Robbie shrugged. “I don’t want to play soccer. I’m not good at it. No one’s good at it. It’s boring to do something that no one’s good at. And everyone’s bad at everything in middle school. I’d rather be around older kids who know how to do things. What’s wrong with that?”
“Nothing,” Dean said. He worried that Robbie’s longing for older kids had to do with Stephanie’s absence, and that his desire to playact, to live in fantasy, had to do with Nicole’s death.
“The rehearsals are pretty much every day after school,” Robbie said. “So I’ll be out of your way.”
“You’re not in my way.”
“The stage is so big,” Robbie said. “My friend Mark was in The King and I in fourth grade. He was Anna’s son. Do you remember that? He stood on the side stage, and they made it look like a boat.”
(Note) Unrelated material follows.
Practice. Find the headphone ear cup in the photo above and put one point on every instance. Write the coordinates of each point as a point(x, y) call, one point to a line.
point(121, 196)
Dean had no memory of this performance. He’d accompanied his children through the world, and yet sometimes it seemed to him as if he had no way of knowing what really mattered to them.
He stood up and brushed the grass off his shorts. “Come on, let’s go home — okay?”
Back at the car, they found Stephanie and Bry listening to the radio with the windows down. Stephanie was flipping through the folder of running stuff he had taken from his office.
“You left this on the roof of the car,” she said, handing it to him.
“Thanks.” He stuffed it under his seat.
“I’m going back to school as soon as we get home.”
“Sounds good to me,” Dean said, starting the car.
He exited campus the back way, behind the middle school, so he wouldn’t have to go past the football field. He didn’t want to see the team practicing. And he couldn’t bear to observe local etiquette, honking his horn as he drove past. They would recognize his car and wonder where their old coach was going. Or maybe they wouldn’t wonder. Maybe they would just wave, and get back to their training.
Chapter 6
The next morning Dean awakened early from a disturbing dream. He and Laura were on his bed, which was strewn with Nicole’s clothes. She undressed, revealing breasts that were like Nic’s. “You’re too young,” Dean said. He meant she was too young for breasts like that, breasts that had borne the weight of three pregnancies, but she thought he was trying to push her away. She began to cry and then she became Nicole, who put her hands on his face and said, “Didn’t you want her all along?”